Nas últimas três noites, eu assisti a terceira temporada de True Detective. Comecei a assistir porque a primeira temporada foi muito boa, mesmo eu não lembrando direito da história e a segunda não sendo das melhores. Nessa época em que eu presto muita atenção com o que eu me conecto, a frequência que entro, fiquei pensando por que eu tinha decidido assistir uma história que envolve mortes, sofrimento e mágoas. Mas quem eu quero enganar? Não resisto a uma boa narrativa que brinca com diferentes linhas temporais.
É só no último episódio que eu entendo.

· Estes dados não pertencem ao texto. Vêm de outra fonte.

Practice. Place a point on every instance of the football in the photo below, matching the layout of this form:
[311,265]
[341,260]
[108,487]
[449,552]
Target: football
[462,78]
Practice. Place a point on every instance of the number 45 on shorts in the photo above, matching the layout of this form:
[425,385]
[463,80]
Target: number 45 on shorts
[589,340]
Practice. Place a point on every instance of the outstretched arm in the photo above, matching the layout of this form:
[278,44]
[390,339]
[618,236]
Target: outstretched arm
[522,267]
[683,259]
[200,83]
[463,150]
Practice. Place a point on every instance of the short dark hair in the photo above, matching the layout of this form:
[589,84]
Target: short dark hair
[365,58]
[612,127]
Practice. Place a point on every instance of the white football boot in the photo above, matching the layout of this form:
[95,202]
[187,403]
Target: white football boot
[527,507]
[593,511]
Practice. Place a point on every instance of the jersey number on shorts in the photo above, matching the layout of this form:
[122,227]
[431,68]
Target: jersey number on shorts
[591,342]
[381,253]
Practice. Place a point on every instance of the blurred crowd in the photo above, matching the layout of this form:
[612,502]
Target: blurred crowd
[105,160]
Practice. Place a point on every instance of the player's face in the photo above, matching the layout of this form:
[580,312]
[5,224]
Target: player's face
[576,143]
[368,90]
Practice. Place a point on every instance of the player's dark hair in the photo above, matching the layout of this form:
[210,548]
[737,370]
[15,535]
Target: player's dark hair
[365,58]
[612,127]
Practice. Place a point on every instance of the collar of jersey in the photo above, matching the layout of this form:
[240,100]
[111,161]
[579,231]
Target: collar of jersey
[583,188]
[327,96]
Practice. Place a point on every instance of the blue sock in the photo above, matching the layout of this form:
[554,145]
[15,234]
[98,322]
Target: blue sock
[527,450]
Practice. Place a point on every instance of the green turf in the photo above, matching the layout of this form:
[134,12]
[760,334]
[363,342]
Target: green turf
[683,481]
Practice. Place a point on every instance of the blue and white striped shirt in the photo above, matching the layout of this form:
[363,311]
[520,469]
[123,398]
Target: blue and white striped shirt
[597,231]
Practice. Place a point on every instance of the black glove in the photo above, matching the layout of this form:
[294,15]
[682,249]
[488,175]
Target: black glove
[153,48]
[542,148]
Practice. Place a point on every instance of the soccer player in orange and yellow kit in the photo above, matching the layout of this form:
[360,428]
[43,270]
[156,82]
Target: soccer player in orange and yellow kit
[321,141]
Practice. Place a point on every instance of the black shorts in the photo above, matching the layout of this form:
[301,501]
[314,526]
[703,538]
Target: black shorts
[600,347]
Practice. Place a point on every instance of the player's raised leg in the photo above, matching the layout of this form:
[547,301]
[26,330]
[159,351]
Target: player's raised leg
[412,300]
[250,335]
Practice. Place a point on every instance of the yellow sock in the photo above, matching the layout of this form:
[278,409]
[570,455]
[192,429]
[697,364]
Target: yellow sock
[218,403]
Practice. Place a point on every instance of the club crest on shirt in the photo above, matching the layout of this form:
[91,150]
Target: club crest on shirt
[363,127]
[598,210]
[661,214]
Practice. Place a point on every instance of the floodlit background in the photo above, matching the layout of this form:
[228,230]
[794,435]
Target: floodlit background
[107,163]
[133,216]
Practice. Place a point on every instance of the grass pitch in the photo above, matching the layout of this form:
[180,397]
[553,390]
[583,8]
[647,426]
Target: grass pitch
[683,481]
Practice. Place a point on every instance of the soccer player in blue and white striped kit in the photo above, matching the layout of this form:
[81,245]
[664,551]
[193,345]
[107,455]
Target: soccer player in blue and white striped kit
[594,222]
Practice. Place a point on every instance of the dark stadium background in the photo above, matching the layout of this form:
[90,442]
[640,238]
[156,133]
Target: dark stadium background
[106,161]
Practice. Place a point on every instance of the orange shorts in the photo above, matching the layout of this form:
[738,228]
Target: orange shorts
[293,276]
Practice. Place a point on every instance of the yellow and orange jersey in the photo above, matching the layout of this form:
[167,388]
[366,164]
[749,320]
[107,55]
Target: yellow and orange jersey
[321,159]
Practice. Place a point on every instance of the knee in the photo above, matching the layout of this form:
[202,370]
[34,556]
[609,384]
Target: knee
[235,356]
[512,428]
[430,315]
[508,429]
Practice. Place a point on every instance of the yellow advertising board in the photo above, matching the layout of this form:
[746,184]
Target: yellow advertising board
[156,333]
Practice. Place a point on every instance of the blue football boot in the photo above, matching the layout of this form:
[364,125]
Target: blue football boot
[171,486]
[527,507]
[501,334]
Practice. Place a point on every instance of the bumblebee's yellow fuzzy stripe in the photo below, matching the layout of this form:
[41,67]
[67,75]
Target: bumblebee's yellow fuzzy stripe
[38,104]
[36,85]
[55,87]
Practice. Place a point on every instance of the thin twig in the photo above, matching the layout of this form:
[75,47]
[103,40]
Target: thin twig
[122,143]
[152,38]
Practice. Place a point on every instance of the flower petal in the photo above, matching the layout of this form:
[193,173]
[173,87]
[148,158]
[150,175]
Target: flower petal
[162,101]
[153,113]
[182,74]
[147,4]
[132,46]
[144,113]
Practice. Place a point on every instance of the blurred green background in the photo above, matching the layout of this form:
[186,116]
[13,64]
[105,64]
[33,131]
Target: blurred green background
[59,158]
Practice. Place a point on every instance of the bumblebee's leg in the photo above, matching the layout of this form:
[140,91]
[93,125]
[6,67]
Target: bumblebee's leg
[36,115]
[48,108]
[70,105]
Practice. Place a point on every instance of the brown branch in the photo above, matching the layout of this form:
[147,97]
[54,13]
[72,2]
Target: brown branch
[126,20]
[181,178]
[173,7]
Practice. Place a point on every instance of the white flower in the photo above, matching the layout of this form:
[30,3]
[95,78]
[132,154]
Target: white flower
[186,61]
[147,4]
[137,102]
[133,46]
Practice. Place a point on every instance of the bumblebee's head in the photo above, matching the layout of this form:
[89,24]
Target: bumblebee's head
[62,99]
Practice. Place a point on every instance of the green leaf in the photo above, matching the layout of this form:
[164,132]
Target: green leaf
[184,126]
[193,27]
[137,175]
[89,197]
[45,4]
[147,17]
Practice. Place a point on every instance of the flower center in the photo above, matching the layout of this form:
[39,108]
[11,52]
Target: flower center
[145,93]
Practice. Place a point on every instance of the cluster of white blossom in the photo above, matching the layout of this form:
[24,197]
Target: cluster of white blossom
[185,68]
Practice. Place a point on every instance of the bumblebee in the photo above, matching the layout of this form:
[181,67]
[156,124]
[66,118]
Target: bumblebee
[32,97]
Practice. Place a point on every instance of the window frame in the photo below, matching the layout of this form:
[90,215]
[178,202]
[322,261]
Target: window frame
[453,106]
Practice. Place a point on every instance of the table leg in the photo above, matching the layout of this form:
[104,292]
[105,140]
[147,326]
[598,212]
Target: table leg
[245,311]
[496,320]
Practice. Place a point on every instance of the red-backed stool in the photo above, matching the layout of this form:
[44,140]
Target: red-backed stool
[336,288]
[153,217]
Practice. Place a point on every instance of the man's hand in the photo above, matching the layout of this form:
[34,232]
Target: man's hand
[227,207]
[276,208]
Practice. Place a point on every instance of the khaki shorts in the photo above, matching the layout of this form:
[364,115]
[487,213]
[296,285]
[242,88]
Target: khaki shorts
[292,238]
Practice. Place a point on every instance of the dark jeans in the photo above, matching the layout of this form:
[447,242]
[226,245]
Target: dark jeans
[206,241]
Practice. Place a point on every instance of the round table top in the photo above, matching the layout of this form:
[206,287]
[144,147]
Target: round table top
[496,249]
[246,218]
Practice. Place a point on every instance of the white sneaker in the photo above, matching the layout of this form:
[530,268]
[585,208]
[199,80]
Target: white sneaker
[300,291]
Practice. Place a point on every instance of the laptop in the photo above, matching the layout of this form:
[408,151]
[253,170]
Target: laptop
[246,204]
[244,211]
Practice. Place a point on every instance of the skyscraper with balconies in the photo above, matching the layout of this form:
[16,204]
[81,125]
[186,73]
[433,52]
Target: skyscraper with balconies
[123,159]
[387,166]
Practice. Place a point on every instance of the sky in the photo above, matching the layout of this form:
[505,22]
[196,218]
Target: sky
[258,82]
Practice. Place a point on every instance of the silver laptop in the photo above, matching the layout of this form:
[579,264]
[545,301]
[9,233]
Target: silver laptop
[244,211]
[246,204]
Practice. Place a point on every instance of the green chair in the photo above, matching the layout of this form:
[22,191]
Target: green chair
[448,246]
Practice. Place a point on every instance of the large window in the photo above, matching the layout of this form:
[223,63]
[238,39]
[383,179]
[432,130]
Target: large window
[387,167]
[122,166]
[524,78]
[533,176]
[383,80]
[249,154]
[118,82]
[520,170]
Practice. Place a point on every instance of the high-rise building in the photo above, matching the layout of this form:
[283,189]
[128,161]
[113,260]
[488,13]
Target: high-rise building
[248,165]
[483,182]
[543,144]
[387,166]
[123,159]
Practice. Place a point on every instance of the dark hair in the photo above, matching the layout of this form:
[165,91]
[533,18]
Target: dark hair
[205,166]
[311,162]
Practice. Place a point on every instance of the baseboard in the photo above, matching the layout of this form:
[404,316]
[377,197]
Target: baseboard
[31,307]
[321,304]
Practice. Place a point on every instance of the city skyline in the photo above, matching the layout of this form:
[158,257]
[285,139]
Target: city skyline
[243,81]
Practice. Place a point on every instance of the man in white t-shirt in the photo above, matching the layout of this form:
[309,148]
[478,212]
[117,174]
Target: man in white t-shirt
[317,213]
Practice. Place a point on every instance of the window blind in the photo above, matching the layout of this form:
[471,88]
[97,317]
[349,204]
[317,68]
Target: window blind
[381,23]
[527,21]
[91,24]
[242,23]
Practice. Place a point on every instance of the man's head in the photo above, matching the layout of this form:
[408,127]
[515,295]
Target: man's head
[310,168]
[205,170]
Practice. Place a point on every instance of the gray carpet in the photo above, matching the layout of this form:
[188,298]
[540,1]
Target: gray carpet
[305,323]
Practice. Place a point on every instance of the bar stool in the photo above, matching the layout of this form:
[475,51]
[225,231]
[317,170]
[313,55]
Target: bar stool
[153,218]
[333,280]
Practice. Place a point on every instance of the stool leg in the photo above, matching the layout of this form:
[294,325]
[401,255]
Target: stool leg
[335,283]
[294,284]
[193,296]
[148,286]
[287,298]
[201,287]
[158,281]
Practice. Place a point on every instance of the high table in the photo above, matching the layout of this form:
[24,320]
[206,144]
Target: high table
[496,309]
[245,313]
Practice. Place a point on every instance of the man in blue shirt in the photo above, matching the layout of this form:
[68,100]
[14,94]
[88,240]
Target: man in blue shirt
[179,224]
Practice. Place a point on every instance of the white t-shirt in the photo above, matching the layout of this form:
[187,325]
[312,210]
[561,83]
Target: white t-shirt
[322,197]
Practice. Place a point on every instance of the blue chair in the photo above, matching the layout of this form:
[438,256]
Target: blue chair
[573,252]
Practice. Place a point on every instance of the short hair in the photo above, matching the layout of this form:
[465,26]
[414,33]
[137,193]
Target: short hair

Não apenas o fechamento do mistério, mas a razão de eu ter continuado até ali. Certa personagem afirma:
“E se houver outra história? E se alguma coisa não quebrou? Toda essa vida, toda essa perda. E se essa realmente fosse uma longa história que continuou e continuou até ela se curar? Não seria essa uma história que valeria a pena contar? Não seria essa uma história que valeria a pena escutar? “
Eu começo a chorar, porque aquilo me toca demais. Faz sentido demais. Ressoa demais. É por meio das história que nos conectamos. As histórias contam o caminhar da humanidade, que muitas vezes envolvem sofrimento, mágoas e mortes. Mas deixa rolar, deixa a história ir, deixa o tempo passar, até que ela se cure. Nós estamos nos curando, em âmbito pessoal e planetário. No nosso interior e na nossa comunidade. Estamos nos curando e criando um futuro incrível.
É por isso que eu amo as histórias. Os filmes, as séries, os livros. Porque o que acontece lá é o que acontece aqui, e as histórias nos permitem espiar inúmeros mundos e linhas de tempo e aprender com tudo aquilo. A história daquelas personagens de True Detective duraram uma vida inteira, e não sei exatamente o que significou para elas. Mas, pra mim, foi uma experiência de algumas horas que gerou muito aprendizado e que tocou meu coração. Esse é o poder da narrativa. É por isso que eu passo longas horas admirando esses mundos.
Essas mídias contam a minha história, a sua, a da humanidade, do universo. Eu as assimilo e compreendo. É um download de conteúdo a cada episódio, a cada plot twist, a cada capítulo novo.
E ao mesmo tempo que cada história tem uma grandiosidade imensa, um aprendizado gigante, ela também é apenas uma numa infinidade de histórias, o que traz certa leveza, um desprendimento do ter que fazer tudo perfeitamente correto. Acredito que ter consciência desse paradoxo em nossas próprias histórias pode trazer muita tranquilidade e paz. Como diria o Doctor, “somos todos histórias no final”.
Uma reflexão a mais, pra você que chegou até aqui
Eu lembro que lá por 2010, assistindo Dollhouse, fiquei boladona com uma ideia que foi apresentada. A série era sobre uma empresa oculta que possuía uma tecnologia capaz que apagar toda a personalidade e memórias de uma pessoa e substituí-las por outras. Os protagonistas eram homens e mulheres que eram as “bonecas” do título, e que recebiam as memórias e habilidades para realizar algum trabalho para que foram contratados, como cometer um crime ou realizar alguma fantasia. A trama vai caminhando para algo que lembra Westworld, em que parece que existe uma consciência da essência, algo que vai além de toda a manipulação mental.
A ideia que me deu um tapa na cara foi que as histórias de todo mundo são generalizadas, que elas residem num inconsciente coletivo não pertencente a ninguém em particular – e que todos podem ter a memória inconsciente de ter passado por aquelas situações.
Isso me revoltou. Fiquei muito braba com a ideia da minha história não ser exclusivamente minha. Hoje vejo como meu ego era dominante naquela época. Propriedade era tudo. Eu era o que me pertencia e eu seguraria aquilo com todas as forças.
No caminhar dos anos fui compreendendo, assimilando, obtendo pequenas catarses. A grande realização desse período não foi destruir meu ego – muito pelo contrário – eu o abracei. Ele não é mais algo dominante e a parte, um Sr. Smith controlando o jogo. Ele é um comigo e, consequentemente, com todos os outros.
Embora eu ainda tenha muito mais pra aprender e melhorar, hoje vejo que aquele conceito de Dollhouse faz total sentido, porque somos todos histórias. As mesmas histórias. Não é à toa que é possível encontrar os mesmos arquétipos em todas as tramas. Hoje não tenho mais essa necessidade de possuir minha própria história e negá-la a qualquer outro; eu entendi que ela está está sendo contada há bilhões de anos por meio de outros bilhões de indivíduos. No final, é a aprendizagem que conta, a mensagem que fica. E isso serve e ajuda a evoluir todo mundo.